CMSSW Integration of LST
This PR integrates the LST algorithm in CMSSW. A summary of the algorithm and its scope can be found in the recent LST presentation at the Phase 2 Software days (April 2024).
The PR includes the following additions/modifications:
- New package w/ the LST algorithm code (RecoTracker/LSTCore):
- interface/alpaka: The interface exposed to CMSSW.
- src/alpaka: The actual LST code.
- standalone: Scripts to be used for compiling, using & testing LST outside of the full CMSSW framework. ⇒ Not relevant for CMSSW review.
- Minimal/at most header-only dependency of LSTCore on other CMSSW packages ⇒ Preserve ability to run in standalone.
- New package w/ CMSSW modules related to LST (RecoTracker/LST):
- interface: The input & output data formats for LST.
- plugins:
The producers:
- Converting to/from the LST data formats (ED).
- Loading the LST custom geometry files (ES).
- Running LST to produce CMSSW collections (ED).
- python: The configuration files needed for running LST.
- src: Class definitions and ES producer supporting files.
- ~test: Scripts for local testing~ → Dropped in favor of a proper workflow.
- New process modifiers to test LST (changes in multiple existing packages):
- trackingIters01: Runs only the first two iterations of tracking (initialStep & highPtTripletStep). Useful for comparisons, as LST (for now) replaces only those two tracking iterations.
- trackingLST: Runs the LST algorithm instead of KalmanFilter for track building/seeding. ~The existence of the gpu process modifier defines the hardware the algorithm runs on (CPU or GPU).~
There is a single change not strictly related to the above categories and a dedicated comment will be made on it.

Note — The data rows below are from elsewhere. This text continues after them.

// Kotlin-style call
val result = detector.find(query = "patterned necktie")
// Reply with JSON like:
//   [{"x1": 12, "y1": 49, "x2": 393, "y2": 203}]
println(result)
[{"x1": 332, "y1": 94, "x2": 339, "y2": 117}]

In general, we prefer to have minimal or at most header-only dependency of LSTCore on other CMSSW packages to preserve the ability to run with standalone scripts.
This is a large PR, so we start it as an RFC with the main batch of files. In the next days, the following updates are to be expected, so that the PR can be merged:
- [x] Removal of test scripts and introduction of workflow.
- [x] Extraction of the LST data files from the proper directories ~(bot tests will probably not work currently)~.
- [x] Modifications to the standalone scripts → Not to be reviewed.
Goes together with cms-data/RecoTracker-LSTCore#1 (now merged).
@slava77 @ariostas
cms-bot internal usage
+code-checks
Logs: https://cmssdt.cern.ch/SDT/code-checks/cms-sw-PR-45117/40456
- This PR adds an extra 788KB to repository
A new Pull Request was created by @VourMa for master.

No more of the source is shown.